Inhibition of leukocyte rolling by nitric oxide during sepsis leads to reduced migration of active microbicidal neutrophils

We developed two models of sepsis with different degrees of severity, sublethal and lethal sepsis, induced by cecal ligation and puncture. Lethal sepsis induced by cecal ligation and puncture (L-CLP) resulted in failure of neutrophil migration to the infection site and high mortality. Treatment of septic animals with aminoguanidine (AG), a nitric oxide (NO) synthase inhibitor, precluded the failure of neutrophil migration and protected the animals from death. However, cytokine-induced NO synthase (iNOS)-deficient (iNOS(-/-)) mice subjected to L-CLP did not present neutrophil migration failure, but 100% lethality occurred. iNOS(-/-) mice subjected to sublethal sepsis induced by cecal ligation and puncture (SL-CLP) also suffered high mortality despite the occurrence of neutrophil migration. This apparent paradox could be explained by the lack of microbicidal activity in neutrophils of iNOS(-/-) mice present at the infection site due to their inability to produce NO. Notably, SL- and L-CLP iNOS(-/-) mice showed high bacterial numbers in exudates. The inhibition of neutrophil migration by NO is due to inhibition of a neutrophil/endothelium adhesion mechanism, since a reduction in leukocyte rolling, adhesion, and emigration was observed in L-CLP wild-type mice. These responses were prevented by AG treatment and were not observed in the iNOS(-/-) L-CLP group. There was no significant change in L-selectin expression in neutrophils from L-CLP mice. Thus, it seems that the decrease in leukocyte rolling is due to a defect in the expression of adhesion molecules on endothelial surfaces mediated by iNOS-derived NO. In conclusion, the results indicate that despite the importance of NO in neutrophil microbicidal activity, its generation in severe sepsis reduces neutrophil migration by inhibiting leukocyte rolling and their firm adhesion to the endothelium, in effect impairing the migration of leukocytes and consequently their fundamental role in host cell defense mechanisms.

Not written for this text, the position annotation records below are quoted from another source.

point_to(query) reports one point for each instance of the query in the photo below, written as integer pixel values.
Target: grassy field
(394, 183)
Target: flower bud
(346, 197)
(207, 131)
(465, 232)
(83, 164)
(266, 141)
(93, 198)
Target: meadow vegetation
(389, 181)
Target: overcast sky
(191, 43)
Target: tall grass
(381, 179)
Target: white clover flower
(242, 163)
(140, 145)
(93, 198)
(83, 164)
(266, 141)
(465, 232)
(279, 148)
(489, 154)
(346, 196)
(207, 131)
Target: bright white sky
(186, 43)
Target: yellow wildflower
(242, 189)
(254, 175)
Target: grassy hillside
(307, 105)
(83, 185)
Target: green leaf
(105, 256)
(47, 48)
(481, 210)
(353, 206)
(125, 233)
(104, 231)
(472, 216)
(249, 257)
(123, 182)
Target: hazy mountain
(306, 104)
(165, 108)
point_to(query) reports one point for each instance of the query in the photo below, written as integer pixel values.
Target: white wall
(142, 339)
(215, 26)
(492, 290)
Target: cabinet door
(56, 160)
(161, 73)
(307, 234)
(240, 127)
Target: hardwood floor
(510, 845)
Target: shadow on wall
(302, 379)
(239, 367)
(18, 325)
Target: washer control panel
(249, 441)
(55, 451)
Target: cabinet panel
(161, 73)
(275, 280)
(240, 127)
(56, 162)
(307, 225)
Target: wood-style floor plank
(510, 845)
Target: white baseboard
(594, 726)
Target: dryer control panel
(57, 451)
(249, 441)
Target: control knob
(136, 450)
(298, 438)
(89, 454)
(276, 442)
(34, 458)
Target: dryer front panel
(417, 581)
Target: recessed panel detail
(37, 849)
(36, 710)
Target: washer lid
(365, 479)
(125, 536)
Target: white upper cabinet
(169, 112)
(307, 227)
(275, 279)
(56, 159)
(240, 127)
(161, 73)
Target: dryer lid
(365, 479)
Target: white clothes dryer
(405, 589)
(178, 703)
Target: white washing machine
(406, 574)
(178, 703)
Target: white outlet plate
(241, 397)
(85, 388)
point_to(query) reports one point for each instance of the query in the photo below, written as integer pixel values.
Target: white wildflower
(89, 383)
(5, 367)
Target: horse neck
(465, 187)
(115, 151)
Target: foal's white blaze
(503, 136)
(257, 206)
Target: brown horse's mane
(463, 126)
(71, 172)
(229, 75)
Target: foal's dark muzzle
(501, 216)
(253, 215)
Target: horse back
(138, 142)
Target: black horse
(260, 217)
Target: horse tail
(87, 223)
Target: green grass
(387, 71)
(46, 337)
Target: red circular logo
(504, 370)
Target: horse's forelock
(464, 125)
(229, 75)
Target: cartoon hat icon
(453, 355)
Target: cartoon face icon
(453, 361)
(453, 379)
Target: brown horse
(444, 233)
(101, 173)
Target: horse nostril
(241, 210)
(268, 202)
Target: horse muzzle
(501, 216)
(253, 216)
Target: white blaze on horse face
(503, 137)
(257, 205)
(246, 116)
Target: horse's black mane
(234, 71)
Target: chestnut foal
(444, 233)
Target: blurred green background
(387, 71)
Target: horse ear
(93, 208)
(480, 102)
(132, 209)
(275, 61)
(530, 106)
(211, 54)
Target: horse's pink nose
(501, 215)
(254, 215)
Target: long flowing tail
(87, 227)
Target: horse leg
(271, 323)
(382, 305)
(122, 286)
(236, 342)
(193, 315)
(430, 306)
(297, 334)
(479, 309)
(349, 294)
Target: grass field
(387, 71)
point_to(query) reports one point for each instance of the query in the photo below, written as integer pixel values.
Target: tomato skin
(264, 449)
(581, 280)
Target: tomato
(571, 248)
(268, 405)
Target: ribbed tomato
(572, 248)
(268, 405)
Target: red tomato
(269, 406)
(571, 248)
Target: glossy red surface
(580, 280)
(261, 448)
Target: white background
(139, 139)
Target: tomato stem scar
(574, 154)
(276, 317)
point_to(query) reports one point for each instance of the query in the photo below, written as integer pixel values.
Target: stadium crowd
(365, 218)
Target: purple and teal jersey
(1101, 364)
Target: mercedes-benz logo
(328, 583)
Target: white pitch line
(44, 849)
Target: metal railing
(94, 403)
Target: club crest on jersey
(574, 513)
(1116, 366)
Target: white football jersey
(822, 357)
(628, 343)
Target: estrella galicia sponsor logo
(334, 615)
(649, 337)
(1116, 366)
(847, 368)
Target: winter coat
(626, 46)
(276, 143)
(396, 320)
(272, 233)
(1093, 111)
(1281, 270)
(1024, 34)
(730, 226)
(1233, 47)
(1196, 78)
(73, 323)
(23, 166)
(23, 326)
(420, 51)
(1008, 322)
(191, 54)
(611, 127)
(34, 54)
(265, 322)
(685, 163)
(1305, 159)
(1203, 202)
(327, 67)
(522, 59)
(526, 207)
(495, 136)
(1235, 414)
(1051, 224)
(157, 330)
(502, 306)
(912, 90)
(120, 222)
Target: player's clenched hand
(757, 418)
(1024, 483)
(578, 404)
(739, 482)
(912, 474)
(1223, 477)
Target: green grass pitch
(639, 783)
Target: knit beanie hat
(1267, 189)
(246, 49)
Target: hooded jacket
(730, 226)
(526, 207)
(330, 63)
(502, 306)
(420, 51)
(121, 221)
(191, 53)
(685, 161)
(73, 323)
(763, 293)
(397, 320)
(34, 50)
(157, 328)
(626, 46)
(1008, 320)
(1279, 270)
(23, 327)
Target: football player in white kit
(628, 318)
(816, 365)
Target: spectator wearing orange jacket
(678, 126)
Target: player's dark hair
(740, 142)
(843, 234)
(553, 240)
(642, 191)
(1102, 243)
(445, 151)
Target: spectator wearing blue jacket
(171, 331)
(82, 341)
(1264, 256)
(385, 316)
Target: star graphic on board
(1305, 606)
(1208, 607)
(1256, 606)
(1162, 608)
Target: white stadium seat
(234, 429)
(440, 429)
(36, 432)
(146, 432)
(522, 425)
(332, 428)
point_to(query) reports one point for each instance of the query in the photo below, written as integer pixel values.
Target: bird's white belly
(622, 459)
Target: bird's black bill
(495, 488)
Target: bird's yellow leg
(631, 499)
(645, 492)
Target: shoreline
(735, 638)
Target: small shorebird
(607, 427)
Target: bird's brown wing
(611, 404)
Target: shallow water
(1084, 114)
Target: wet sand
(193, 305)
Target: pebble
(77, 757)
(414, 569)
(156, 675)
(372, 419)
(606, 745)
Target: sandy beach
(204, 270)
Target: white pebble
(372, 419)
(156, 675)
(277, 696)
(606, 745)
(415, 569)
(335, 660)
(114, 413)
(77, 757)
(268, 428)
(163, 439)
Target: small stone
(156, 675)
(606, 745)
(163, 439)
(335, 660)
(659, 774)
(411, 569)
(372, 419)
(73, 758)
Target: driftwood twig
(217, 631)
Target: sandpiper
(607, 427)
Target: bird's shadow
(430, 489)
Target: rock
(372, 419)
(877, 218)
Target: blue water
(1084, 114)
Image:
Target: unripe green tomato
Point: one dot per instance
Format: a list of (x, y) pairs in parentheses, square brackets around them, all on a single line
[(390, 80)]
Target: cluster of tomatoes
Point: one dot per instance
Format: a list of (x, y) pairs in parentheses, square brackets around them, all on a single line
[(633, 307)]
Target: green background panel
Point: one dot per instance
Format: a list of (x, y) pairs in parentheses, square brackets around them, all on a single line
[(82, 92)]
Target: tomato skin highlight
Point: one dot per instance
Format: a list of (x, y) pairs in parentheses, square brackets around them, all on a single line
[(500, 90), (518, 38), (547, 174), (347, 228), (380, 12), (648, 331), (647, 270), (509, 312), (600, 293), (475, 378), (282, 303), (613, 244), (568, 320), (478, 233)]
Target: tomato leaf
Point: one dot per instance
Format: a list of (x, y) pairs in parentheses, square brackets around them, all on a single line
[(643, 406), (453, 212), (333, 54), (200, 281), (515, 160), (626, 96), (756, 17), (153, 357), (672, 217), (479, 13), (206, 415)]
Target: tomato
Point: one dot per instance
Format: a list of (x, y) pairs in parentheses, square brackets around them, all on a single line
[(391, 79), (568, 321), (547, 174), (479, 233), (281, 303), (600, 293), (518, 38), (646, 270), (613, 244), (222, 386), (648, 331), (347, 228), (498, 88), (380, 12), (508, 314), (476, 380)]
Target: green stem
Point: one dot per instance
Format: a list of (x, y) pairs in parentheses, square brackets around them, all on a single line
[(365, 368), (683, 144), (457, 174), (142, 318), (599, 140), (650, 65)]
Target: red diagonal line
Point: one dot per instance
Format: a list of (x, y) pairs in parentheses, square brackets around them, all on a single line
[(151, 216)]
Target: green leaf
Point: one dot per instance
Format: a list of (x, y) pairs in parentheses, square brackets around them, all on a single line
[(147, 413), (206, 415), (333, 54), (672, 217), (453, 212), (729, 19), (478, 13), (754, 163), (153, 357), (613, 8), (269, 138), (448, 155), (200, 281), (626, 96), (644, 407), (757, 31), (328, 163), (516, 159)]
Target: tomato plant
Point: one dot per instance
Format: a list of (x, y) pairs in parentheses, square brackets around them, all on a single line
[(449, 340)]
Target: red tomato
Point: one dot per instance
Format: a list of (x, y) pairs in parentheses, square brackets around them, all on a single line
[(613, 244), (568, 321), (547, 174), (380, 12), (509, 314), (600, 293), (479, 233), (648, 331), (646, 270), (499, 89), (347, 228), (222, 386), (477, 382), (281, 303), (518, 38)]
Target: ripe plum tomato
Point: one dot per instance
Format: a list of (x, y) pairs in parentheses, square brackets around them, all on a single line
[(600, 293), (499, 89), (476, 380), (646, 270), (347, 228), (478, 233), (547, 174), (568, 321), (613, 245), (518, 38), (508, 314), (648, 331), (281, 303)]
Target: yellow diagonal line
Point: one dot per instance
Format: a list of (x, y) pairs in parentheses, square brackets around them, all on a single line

Role of nitric oxide in the failure of neutrophil migration in sepsis

The cecal ligation and puncture (CLP) model was used to investigate whether failure of neutrophil migration occurs in sepsis and whether it correlates with disease outcome. It was observed that the severity of sepsis correlates with the number of punctures in the cecum: mice with 2 punctures (sublethal [SL]-CLP) developed mild peritonitis (100% survived), whereas mice with 12 punctures (lethal [L]-CLP) developed severe peritonitis and bacteremia that evolved to sepsis (none survived). The production of tumor necrosis factor-alpha, interleukin-1beta, and interleukin-10 was higher in L-CLP than in SL-CLP mice. The impairment of neutrophil migration to the peritoneum and to the cecum wall was observed only in L-CLP mice. This phenomenon was shown to be mediated by nitric oxide, because aminoguanidine prevented the failure of neutrophil migration and improved the survival of L-CLP animals. In conclusion, impairment of neutrophil migration is a crucial event in the worsening of sepsis, and nitric oxide seems to be responsible for the phenomenon.